The prophet Isaiah’s vision is not a marginal footnote: ‘My house shall be called a house of prayer for all nations’ (Isaiah 56:7). This is the identity of Jerusalem. The city is not diminished when others come to pray within it. It is fulfilled. The Christian pilgrim who travels across the world to stand in the Old City, in awe and in faith, is not an inconvenience to be managed. That presence is part of what this city was always meant to hold.

 

At a time when Israel faces scrutiny from every direction, when every action is examined and judged, our failure to live up to that vision carries weight far beyond our borders. It becomes not a local failure but a desecration visible to the entire world.

 

So let me say this plainly, without qualification: Christians in Israel must be safe. They must be respected.
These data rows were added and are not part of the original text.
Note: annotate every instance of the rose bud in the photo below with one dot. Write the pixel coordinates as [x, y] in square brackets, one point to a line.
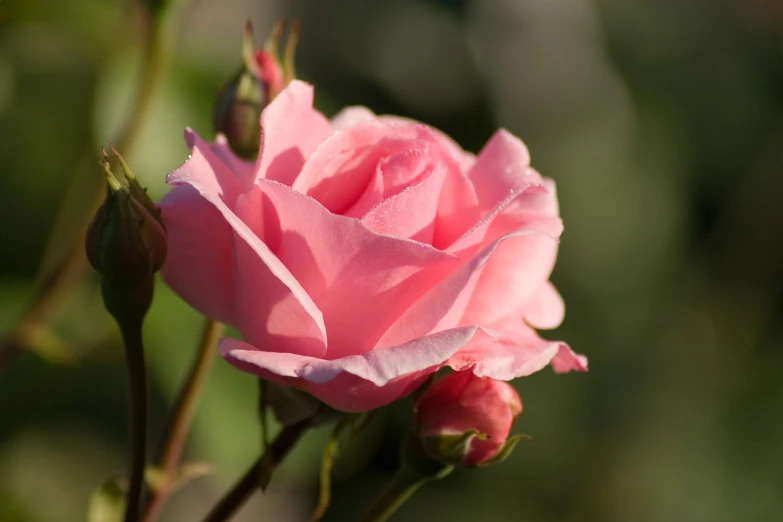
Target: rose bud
[126, 242]
[465, 420]
[240, 102]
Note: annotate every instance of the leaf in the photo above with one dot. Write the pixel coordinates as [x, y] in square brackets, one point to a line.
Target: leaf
[107, 503]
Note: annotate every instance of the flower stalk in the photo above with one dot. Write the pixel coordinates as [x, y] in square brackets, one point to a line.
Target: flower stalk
[416, 470]
[177, 430]
[260, 473]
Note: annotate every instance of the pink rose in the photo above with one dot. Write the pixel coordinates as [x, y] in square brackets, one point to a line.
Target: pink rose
[461, 403]
[358, 256]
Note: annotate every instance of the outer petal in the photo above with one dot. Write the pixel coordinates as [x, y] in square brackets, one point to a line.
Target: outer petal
[505, 360]
[358, 382]
[269, 305]
[546, 309]
[291, 130]
[359, 279]
[501, 167]
[515, 332]
[352, 116]
[458, 299]
[199, 263]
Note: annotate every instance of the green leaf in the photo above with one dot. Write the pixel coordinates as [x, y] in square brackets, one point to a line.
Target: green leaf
[156, 477]
[107, 503]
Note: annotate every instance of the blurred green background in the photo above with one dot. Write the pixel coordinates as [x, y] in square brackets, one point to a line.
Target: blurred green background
[662, 123]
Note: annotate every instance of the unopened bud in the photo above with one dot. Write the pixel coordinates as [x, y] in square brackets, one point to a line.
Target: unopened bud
[126, 240]
[261, 77]
[465, 420]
Clergy and pilgrims, churches and monasteries, every Christian holy site, all must be treated with the dignity that Torah demands we extend to every human being created in the image of God.

 

And why, all of this?

 

Not only because the world is watching, but because G-d is watching too.

 

Kiddush Hashem is not merely the absence of violence. It is conduct that causes others to say: look at these people, look at what their Torah made of them. It is the lived argument that the God of Israel is the God of all dignity, all humanity, all nations.

 

Anything less is not strength. It is not faithfulness. It is shame.

 

 

The writer is the director of the Steinsaltz Center, dedicated to continuing the life’s work of Rabbi Adin Even-Israel Steinsaltz z’l; creating accessibility to foundational Jewish texts and tradition for every Jew.